In this context, there is now increasing evidence that certain public mental health interventions, if applied systematically, are effective. Health economic claims by Knapp and colleagues from financial modeling* have shown that some of these interventions are good value for money in that they save investment in clinical health, social and criminal justice services if they are sustained over 2 to 8 years. Certain programs that aim to support parenting can prevent persistent conduct disorder and gross savings from year 6 of applying these programs can exceed the average costs of the intervention by a ratio of 7:1. School-based social and emotional learning programmes can also prevent conduct problems in childhood with the modeling showing that gross savings could exceed program costs in years 2 to 5 of 48:1. These programs also appear to promote the psychosocial resilience of children and young people to austerity, adversity and challenging life-events by offering them social support at the right times and in the most appropriate ways.

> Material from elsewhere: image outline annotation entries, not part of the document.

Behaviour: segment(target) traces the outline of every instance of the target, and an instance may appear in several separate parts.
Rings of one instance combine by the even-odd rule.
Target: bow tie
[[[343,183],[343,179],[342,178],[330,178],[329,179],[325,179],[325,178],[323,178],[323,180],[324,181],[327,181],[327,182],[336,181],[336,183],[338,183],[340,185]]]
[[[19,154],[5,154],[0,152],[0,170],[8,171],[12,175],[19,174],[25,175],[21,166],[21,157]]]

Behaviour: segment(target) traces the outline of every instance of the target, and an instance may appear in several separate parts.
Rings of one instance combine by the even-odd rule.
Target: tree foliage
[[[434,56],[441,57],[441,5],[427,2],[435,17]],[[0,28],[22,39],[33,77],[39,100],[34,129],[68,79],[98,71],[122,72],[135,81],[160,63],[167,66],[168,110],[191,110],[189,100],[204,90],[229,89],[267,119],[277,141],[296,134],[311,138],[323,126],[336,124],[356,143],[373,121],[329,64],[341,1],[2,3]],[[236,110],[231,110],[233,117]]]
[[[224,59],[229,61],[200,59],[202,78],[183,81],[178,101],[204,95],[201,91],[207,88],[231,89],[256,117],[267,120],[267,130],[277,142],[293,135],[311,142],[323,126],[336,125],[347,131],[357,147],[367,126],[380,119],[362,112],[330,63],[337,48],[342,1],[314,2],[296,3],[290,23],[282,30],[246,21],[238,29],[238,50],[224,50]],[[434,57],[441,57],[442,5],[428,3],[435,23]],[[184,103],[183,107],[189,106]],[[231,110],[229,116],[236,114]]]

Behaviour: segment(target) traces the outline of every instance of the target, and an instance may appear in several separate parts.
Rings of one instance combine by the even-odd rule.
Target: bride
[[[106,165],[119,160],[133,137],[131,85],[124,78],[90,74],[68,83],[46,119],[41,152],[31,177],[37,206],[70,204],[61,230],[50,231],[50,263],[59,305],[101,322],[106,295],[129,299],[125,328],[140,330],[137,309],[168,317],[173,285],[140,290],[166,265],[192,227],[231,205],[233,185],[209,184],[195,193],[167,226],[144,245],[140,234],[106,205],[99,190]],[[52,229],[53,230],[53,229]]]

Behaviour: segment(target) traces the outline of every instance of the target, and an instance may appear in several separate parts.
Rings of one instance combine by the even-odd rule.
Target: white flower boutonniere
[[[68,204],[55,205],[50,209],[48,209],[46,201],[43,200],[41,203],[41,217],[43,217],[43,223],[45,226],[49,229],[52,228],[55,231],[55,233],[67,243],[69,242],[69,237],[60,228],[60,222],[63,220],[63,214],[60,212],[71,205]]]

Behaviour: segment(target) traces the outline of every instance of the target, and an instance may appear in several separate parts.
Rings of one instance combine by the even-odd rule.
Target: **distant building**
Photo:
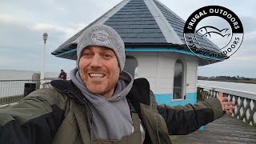
[[[52,54],[76,60],[74,41],[88,27],[114,28],[126,45],[125,70],[146,78],[158,104],[196,102],[198,66],[216,61],[196,57],[183,38],[185,22],[158,0],[124,0],[62,44]],[[215,46],[201,39],[208,50]]]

The conclusion is that nations should invest in mental healthcare by advancing a mix of public mental healthcare and programs that provide effective early interventions for children and young people who develop mental disorders. Critically, these investments should be protected during economic downturns. The reasons are not only humanitarian. Paradoxically, investing in child and adolescent mental healthcare during economic downturns is an austerity measure.
- Knapp M, McDaid D, Parsonage M (eds). Mental health promotion and mental illness prevention: the economic case. London: Department of Health, 2011.
Richard Williams OBE is the Professor of Mental Health Strategy in the Welsh Institute for Health and Social Care in the University of Glamorgan Wales. He is President of the Royal College of Psychiatrists, Wales and is currently in Australia speaking at the Royal Australian and New Zealand College of Psychiatrists’ child and adolescent conference in Manly.